When planning these structures it seemed that these domes would be able to resistant explosives, explains Andrew South, Vice President of Business Development at South Industries. The reinforced concrete used to make the dome paired with the shape of the structure makes it ideal for protection against explosive force. Although these calculations added up, the company wanted to test it out in actuality. “We can talk about these advantages in the abstract, but there is something about seeing it in action,” South stated.
To make this test a reality, the company used a small ultrathin Ecoshell with the minimum reinforcement. This structure had a thickness of 2 inches, while most Monolithic Domes are at least 3 inches thick, and FEMA approved structures even more. The idea was to prove that even at the weakest point a dome could provide sufficient protect from a blast.
To facilitate the test, three different charges of dynamite were placed one foot away from the dome, which each charge getting successively larger. The first charge contained 2 sticks of dynamite, the combined force of 1 pound of high explosives. No damage was done to the dome. The second charge contained 5 sticks of dynamite, the combined forced of 2.5 pounds of high explosives. Once again, it did no damage to the dome. The third charge contained 8 sticks of dynamite, the combined force of 4 pounds of high explosives. This charge did some damage, creating a six inch hole in the concrete wall.

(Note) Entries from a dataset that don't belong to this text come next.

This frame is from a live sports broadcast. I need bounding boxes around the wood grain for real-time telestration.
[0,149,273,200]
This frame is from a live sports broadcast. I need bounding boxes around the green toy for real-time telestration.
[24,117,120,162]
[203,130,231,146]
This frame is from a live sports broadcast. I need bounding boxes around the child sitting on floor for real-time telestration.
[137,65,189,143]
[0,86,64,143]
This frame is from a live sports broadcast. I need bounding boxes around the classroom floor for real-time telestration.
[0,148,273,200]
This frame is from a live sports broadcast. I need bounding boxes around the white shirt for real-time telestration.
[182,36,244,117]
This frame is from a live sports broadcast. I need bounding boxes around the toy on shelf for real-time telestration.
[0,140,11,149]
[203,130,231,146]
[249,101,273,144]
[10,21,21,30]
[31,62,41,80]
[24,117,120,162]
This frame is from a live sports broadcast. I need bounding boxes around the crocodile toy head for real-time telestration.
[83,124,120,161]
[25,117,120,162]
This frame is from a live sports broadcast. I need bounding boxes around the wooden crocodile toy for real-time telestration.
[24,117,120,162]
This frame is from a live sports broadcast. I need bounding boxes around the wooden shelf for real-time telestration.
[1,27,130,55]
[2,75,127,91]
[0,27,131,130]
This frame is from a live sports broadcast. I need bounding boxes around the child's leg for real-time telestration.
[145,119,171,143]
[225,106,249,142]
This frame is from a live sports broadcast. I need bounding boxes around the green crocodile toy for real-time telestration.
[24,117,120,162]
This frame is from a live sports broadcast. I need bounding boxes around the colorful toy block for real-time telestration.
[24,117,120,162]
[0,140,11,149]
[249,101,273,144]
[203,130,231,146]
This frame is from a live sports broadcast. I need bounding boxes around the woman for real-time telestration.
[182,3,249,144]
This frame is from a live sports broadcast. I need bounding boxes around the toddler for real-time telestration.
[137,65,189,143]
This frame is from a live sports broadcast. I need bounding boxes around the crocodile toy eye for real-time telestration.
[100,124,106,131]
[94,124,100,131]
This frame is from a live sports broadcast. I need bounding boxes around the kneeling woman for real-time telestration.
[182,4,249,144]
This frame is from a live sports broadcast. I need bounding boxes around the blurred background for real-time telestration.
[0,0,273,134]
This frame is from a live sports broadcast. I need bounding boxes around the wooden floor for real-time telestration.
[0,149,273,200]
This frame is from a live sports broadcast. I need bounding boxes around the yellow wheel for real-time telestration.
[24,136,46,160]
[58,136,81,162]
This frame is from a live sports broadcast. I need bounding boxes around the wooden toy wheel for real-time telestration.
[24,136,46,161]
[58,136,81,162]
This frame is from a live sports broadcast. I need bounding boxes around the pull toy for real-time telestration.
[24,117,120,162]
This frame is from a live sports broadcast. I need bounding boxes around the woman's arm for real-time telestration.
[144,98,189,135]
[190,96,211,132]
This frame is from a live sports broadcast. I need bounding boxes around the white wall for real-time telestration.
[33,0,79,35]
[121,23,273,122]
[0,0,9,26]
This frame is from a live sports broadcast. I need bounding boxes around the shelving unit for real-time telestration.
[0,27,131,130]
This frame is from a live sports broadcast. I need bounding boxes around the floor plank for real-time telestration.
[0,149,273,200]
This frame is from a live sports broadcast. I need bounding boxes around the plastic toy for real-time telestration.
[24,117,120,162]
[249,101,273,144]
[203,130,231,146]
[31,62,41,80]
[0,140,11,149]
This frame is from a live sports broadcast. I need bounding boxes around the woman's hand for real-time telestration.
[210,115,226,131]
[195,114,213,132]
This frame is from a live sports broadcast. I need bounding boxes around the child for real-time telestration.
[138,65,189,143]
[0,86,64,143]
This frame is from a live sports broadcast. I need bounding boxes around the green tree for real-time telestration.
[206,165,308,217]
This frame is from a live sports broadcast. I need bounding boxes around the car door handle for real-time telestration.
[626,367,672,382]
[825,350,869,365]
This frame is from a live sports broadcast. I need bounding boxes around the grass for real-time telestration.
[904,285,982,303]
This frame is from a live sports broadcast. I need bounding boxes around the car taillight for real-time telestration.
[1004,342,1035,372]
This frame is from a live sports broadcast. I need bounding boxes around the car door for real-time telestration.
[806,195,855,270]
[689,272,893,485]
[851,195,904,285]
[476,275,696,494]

When speaking of the results, South explained that “this is a structure developed for low income housing in developing economies. As such it has a relatively smaller percentage of the blast-resistant capacity that traditional Monolithic Domes provide.” Even though this was a weaker dome, he stated the test “showed that even this ‘lite’ concrete dome shell could withstand multiple successive charges, increasing in force, before a relatively small penetration.”
South Industries was founded by Monolithic Dome co-inventor Randy South. The company is headquartered in Menan, Idaho and has built domes all over the world.